Er bestaat binnen ons onderwijsinstituut een expliciete behoefte … .’

 

’Met alle respect, dat verhaal over noties en instrumenten is wel aardig voor specialisten, maar managers moet je daar niet mee lastig vallen. Schrijf alleen maar op waarover ze een besluit moeten nemen. Ze hebben nog veel meer beslissingen te nemen. Als ze zich overal in moeten verdiepen, worden ze gek.’

‘Maar hoe kun je nou een besluit nemen als je niet weet waar het over gaat?’

‘Het gaat om de hoofdlijnen. De details moet je weglaten. Als ze die echt willen weten, dan komen ze wel vragen.’

‘Ja maar, de belangrijkste kwesties zijn nou juist heel specifiek en ….’

‘Half A4’tje.’

‘Ik wil niet moeilijk doen, maar de werkelijkheid werkt niet met hoofdlijnen. Hoofdlijnen bestaan alleen maar in ons hoofd. De werkelijkheid speelt zich vooral af in de haarvaten van de organisatie en hier komt het aan op details.

‘Half A4’tje! Begrepen?’

‘Goed, goed, goed.’

“Filosoof!’

 

In het beroepsonderwijs is sprake van binnenschools en buitenschools leren. Een voorbeeld van buitenschools leren is de BPV. De twee genoemde vormen van leren onderscheiden zich nadrukkelijk van elkaar.
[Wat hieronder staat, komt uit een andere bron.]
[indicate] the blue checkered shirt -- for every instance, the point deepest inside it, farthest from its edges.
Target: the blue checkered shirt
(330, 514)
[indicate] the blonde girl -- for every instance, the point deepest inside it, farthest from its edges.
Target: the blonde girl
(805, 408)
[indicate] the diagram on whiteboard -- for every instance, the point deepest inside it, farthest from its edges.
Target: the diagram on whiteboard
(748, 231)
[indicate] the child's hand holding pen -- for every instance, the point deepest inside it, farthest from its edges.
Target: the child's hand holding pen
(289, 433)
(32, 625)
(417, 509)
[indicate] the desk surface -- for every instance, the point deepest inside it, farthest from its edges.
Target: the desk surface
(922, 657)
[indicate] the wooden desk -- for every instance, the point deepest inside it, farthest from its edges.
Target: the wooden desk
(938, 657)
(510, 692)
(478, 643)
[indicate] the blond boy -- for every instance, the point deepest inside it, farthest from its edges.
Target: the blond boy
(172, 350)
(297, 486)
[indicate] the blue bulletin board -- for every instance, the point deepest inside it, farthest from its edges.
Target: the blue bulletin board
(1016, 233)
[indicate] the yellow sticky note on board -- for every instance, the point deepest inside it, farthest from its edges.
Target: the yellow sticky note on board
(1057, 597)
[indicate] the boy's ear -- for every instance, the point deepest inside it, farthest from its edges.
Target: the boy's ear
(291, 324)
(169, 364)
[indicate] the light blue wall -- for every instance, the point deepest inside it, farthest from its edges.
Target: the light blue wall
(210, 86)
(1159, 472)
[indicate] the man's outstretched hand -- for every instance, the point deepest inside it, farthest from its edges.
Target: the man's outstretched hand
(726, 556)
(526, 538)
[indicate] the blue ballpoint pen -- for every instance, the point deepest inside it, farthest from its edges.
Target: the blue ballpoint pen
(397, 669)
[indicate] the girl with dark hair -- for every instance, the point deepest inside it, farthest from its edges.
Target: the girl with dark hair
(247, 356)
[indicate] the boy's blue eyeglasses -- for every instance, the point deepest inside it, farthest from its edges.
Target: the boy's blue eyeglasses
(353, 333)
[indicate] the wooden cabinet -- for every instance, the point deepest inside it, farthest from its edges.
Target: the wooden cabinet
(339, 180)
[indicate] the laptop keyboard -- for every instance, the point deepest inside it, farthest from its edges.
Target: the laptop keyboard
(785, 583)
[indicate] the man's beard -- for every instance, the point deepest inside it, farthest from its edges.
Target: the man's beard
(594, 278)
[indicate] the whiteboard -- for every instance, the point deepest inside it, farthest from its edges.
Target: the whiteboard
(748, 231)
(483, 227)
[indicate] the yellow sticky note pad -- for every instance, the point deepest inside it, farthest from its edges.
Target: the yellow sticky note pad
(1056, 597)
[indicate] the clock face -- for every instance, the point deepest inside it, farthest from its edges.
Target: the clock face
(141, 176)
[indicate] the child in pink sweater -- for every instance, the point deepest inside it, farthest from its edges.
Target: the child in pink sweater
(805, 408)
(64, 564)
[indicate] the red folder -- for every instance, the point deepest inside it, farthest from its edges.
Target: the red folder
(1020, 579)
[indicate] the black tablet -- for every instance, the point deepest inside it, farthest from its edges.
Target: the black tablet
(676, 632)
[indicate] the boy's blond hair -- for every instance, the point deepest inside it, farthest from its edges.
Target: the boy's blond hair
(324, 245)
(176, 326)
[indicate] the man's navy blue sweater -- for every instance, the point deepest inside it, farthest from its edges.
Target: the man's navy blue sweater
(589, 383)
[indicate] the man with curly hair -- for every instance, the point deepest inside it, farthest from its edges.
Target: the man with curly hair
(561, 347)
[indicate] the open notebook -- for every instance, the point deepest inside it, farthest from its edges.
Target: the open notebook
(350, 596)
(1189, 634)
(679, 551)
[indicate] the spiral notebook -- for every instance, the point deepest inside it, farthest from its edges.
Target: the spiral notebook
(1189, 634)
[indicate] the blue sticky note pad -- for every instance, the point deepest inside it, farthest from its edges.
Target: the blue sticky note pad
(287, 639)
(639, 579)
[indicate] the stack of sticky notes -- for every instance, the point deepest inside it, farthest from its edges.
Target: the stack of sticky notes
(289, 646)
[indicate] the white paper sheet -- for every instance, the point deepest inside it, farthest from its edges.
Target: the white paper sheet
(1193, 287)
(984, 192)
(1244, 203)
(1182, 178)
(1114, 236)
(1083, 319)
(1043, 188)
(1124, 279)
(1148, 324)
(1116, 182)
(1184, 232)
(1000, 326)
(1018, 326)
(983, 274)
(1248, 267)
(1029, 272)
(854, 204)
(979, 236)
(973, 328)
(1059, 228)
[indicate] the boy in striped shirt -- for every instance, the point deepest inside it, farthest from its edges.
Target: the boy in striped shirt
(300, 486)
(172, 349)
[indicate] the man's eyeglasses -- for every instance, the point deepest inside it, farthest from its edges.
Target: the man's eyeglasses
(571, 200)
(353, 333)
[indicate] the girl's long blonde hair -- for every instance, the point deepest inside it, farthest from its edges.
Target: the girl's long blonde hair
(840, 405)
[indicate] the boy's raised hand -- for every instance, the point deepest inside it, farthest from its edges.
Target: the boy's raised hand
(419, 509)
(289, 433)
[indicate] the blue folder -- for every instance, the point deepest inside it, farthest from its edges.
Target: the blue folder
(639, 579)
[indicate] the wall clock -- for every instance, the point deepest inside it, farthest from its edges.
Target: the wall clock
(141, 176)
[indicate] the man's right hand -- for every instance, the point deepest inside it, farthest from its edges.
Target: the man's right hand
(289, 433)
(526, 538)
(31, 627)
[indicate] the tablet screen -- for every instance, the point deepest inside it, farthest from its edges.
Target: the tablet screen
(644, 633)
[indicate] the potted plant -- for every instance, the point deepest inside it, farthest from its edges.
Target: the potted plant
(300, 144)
Ze vergen ieder een eigen vorm van ontwerp, didactiek en begeleiding. Er bestaat binnen ons onderwijsinstituut een behoefte … .’

 

‘Ontwerp, didactiek en begeleiding is iets voor onderwijskundigen. Indien gewenst kunnen die altijd nog geraadpleegd worden; moet je hier niet noemen. Gewoon één alinea schrijven. Maximaal acht regels. OK?’

‘OK?’

 

Studenten beroepsonderwijs moeten zich ontwikkelen in de beroepspraktijk. Ons onderwijsinstituut hecht veel belang aan een goede BPV.

 

‘Prima, uitstekend! Kijk, zo moet je dat doen. Het is de kunst om een beleidsnotitie zo voor te koken dat het alleen nog maar een hamerstuk is. Hmmm … ja, zo is het goed. Bedankt.’

‘Nou ehhh, graag gedaan.’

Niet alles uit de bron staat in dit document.